I don’t know what to do next. I’m thinking of giving up and removing the relation and then restoring it. Though I imagine that removing the relation will not work since the agent is lost.

emcp · 10 January 2022 16:08

I can only speak from my experience… when this happened to me… and it is super rare…

BUT

I usually just backup whatever contents the unit had… and remove and reconnect a unit… and by reconnect I mean re-relate.

If a relation isn’t dropping, you likely just need to juju remove-unit <unit_name_here/1> --force

it’s not pretty but… when a unit is on a lone machine… I just chalk it up to something too wrong to take a risk and remove the offending node … if it KEEPS occurring… it could be the juju charm code doing something in a loop that is causing the lost agent (this is something you can check via juju debug-log …

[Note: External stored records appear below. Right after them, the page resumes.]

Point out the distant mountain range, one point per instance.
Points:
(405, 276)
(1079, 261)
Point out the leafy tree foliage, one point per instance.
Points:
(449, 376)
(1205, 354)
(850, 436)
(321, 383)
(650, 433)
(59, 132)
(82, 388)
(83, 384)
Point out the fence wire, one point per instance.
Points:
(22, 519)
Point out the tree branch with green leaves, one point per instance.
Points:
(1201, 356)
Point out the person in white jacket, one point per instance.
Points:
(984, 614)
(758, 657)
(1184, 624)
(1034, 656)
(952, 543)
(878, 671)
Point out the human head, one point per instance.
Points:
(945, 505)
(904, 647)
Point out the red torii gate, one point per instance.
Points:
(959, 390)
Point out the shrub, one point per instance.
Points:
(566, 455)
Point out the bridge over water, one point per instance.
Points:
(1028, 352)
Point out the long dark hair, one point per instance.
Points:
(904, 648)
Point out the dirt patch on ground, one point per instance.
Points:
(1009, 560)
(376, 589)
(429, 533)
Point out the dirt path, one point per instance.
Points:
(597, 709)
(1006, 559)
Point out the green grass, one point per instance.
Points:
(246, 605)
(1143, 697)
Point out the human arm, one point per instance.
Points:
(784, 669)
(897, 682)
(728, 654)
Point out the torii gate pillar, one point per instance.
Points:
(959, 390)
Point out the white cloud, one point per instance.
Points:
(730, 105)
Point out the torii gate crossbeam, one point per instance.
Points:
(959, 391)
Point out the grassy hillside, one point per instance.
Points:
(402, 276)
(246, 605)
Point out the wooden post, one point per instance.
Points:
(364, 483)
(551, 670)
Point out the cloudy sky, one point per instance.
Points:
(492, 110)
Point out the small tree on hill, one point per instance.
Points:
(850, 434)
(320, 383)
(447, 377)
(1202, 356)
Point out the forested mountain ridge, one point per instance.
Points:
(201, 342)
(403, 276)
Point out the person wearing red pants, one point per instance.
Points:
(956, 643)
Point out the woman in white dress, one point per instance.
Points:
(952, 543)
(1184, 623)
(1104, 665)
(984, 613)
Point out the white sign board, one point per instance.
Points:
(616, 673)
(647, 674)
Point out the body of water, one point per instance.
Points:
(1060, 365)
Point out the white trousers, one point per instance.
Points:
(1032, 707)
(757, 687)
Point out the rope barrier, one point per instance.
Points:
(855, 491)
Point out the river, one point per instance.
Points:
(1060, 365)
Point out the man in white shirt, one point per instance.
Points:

in the end, remember… you’re coding in clouds which can have nodes drop all the time… on AWS, GCP, etc… so my infra should be coded/setup to handle that… and I just rip out the bad unit and reconnect… if you specifically show your juju status --relations after trying to remove the relation… we could maybe inspect more … but I’d backup whatever’s on that node in general and just have another try …

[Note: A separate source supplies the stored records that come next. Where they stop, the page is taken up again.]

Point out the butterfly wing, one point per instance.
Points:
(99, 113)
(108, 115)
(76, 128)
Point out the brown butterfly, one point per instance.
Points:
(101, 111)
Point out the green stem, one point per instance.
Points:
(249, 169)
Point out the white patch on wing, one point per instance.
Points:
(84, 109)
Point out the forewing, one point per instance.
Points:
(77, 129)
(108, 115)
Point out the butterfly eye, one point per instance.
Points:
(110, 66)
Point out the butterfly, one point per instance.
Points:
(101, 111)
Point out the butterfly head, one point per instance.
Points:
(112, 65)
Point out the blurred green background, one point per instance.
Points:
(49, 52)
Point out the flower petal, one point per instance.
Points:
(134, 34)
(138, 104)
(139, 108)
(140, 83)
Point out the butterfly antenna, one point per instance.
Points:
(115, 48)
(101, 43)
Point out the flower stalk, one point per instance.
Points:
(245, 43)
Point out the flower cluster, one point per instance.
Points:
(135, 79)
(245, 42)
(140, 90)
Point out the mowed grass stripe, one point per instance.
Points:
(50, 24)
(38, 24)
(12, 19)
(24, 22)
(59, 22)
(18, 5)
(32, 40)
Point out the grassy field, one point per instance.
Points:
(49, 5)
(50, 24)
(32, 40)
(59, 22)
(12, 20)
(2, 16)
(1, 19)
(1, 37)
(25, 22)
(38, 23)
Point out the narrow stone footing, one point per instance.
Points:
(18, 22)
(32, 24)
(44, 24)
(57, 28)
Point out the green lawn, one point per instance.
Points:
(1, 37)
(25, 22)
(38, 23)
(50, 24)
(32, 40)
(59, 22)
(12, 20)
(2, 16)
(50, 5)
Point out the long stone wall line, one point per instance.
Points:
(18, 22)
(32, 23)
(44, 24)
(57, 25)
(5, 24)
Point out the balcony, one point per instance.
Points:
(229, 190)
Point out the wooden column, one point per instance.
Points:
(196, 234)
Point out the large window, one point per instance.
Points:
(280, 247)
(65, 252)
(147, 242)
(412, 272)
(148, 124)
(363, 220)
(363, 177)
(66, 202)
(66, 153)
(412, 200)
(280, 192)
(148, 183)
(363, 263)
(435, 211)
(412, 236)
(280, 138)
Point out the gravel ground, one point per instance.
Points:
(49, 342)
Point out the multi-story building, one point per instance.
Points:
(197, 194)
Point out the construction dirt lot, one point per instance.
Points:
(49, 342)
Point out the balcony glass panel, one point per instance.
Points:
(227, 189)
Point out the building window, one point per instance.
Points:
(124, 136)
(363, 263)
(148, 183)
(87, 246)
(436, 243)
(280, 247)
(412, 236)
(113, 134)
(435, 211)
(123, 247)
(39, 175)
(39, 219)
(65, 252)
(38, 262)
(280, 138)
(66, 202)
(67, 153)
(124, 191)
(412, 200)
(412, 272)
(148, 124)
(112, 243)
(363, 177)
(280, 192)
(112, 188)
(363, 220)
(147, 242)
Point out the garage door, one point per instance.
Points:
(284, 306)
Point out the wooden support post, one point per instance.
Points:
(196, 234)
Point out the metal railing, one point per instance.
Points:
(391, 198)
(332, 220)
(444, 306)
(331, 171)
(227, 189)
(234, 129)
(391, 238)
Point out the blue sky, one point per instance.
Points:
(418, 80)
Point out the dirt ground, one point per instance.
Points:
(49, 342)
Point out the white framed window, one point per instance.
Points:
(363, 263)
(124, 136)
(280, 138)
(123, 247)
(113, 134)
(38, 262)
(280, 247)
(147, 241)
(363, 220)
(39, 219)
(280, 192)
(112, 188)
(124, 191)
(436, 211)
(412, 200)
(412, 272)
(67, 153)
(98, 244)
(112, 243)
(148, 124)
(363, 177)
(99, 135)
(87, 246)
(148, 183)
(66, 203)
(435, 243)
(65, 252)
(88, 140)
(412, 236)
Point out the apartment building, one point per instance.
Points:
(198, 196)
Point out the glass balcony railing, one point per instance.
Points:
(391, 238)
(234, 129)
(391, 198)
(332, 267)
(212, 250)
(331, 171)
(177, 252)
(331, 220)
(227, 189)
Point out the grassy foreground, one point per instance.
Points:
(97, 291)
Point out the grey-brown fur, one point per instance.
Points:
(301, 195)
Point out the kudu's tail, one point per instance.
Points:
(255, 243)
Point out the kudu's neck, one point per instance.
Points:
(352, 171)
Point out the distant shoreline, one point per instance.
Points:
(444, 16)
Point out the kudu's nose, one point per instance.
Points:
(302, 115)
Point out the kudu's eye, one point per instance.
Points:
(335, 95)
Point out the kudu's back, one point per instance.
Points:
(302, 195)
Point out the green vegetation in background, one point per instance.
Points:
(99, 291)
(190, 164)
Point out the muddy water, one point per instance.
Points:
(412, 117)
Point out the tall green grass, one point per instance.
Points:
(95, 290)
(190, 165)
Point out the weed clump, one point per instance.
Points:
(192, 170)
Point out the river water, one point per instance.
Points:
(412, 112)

codersquid · 11 January 2022 13:46

I can’t use remove-unit because the telegraf unit is a subordinate one.

Is there anything else I can do if the relation isn’t dropping?

emcp · 11 January 2022 14:37

ah sorry then… I have not yet used subordinate charms myself… but hopefully someone may shed light … if it were me and it was possible I’d have to just chop down the entire unit… as bad as that sounds but… I am not really in a production grade environment myself

manadart · 17 January 2022 14:00

@hmlanigan Does this bear any resemblance to the recent issue you worked on to regain a lost agent?

hmlanigan · 24 January 2022 15:16

I do not see the error message leading to LP 1956975 above. However the bug will have some ideas on investigation and potentially how to restart the agent.